What would you do if you were me?
Ok. So I'm on the cusp of making a major life decision here. The Peace Corps is done (at least for the moment) and I have a lot of options for my future, which is great. I don't have any debt, I have very few liabilities, except my kittens (despite the fact that they think they are an asset), and I have an incredible amount of freedom.
Here the are the basic options:
1) Travel
2) Go back to school
3) Go back to work
4) Do nothing
Each of these options is attractive in a number of ways. Well, except number 3. I
don't really want to go back to work. Let's discuss.
Number 1 is the most appealing. Of course. Courtesy of the Peace Corps, I have 1132 dollars to use to buy a flight anywhere United or their myriad partners flies. I'm not not going to use this. The only question is where and for how long. Originally I had planned to fly to northern Brazil and work my way down the coast through Uruguay and eventually return home via Buenos Aires. But now I'm leaning towards India. Then there's the length of time. I'd like to go for more than 6 months, but I have my kittens to think of. I believe I will be disowned if I leave my little charges in the hands of their surrogate mom for any longer than 3 months. If you could go anywhere in the world right now, where would you go?
Number 2 is also very interesting to me now. I've always planned on returning to university to work on a Masters degree. The problem now is where to go and what to study. I don't want to get into huge debt, so I'll probably stay in California where I have "residence" and go to a public school which is the most affordable despite spiraling fees and an absurd cost of living. My heart is telling me to go with my passion and study photojournalism. My head is telling me not to be an ass and get an MBA so I can get a job when I graduate. I'm torn. I want to decide soon because I don't want to take both the GRE and the GMAT. One of those insufferable tests is enough for one lifetime. I made almost nothing this year while I was in the Peace Corps, so I will be at the top of the list if I apply for financial aid, a huge benefit of Peace Corps service, to be sure.
Like I said, number 3 is the least attractive option.
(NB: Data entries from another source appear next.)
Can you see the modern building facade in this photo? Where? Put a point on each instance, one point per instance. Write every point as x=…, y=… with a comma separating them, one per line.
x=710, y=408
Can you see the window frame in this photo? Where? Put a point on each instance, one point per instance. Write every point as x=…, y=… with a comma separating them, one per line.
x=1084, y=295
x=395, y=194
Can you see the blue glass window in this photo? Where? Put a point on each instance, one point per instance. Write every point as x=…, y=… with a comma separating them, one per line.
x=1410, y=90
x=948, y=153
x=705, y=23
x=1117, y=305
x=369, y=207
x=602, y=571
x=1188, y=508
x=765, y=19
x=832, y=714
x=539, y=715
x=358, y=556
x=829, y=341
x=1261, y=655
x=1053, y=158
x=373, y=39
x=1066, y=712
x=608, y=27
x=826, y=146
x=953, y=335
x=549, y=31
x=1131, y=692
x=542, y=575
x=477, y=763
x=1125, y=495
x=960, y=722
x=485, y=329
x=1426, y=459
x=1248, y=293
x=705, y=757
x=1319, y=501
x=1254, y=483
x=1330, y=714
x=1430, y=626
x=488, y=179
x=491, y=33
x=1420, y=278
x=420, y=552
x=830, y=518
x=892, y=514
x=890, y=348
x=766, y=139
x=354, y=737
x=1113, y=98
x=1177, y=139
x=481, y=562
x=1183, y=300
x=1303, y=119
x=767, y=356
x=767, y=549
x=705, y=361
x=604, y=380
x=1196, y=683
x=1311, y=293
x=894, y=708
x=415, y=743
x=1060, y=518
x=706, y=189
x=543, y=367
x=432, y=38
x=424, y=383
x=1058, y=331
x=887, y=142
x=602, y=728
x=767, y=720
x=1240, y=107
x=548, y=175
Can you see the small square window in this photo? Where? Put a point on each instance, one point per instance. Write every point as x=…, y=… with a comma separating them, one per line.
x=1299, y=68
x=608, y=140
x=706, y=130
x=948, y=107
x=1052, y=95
I'd like to never work another day in my life. If I chose number 3, I think I could make it another 2 years without having to set foot in an office or take orders from some self-important jackass, which I'm assiduously trying to avoid. On the other hand, I could go into business for myself, which is immeasurably more appealing. Here are the options:
Start an import business and bring in crafts from Southeast Asia. This is something I've flirted with for years. It will probably never make me rich, but it will satisfy my wanderlust and my need to be productive. I've always concerned about the viability of such businesses during a downturn in the economy. Can someone explain the Bombay Company to me?
Start my real estate empire. I have some money for a down payment, If I can just decide where I want to live, I can actually buy a place. Of course, this will dictate that I get a job to service the mortgage, but I can deal with it, as long as I'm building equity, which is always fun.
Teach English abroad. Yes. Teach English abroad. I could make myself very useful and go teach my native language in another country. Again, this brings up more questions. Do I want to do it for the experience or to make money? Making money will lead me to Japan, Taiwan or Korea, while and interesting experience would send me off to Cambodia or Eastern Europe. Tough decision. Japan is the frontrunner at the moment.
Take an actual job in a real place. Despite appearances, I actually do have some marketable skills and worked in a few impressive places (CNN, for example) that look really good on a resume to prospective employers who don't know any better. I could take a job in DC or NYC, settle down to a middle class, materialism-driven life and do what everybody else is doing. Not that there's anything wrong with that.
I could write. I know I have a few books in me. There's at least one cookbook, one children's book and several travel books. I have published a few travel articles and I have considered making that a full time career but haven't been willing to make the plunge like some of my more courageous friends. I feel like I need more seasoning, however, the more I travel and the more I write, the better I feel about my skills and my chances of success if I make a go of it.
Doing nothing is essentially what I'm doing now. And I must tell you, I'm enjoying it plenty. It's been easy for me to do nothing both because of inertia and because of my sister's wedding, which made it hard for me to make a decision that would necessitate me being away from San Francisco where the ceremony was taking place. There's a 99% chance that I'm departing for India some time in the next 6 weeks so that will put the decision off even further, which is fine by me. I know I can't do nothing forever, but I can enjoy it while it lasts.
So that's it. These are the choices, at least the ones that I can see with my socio-economic, Judeo-Christian blinders on. Any insights anyone out there has would be really interesting for me to hear.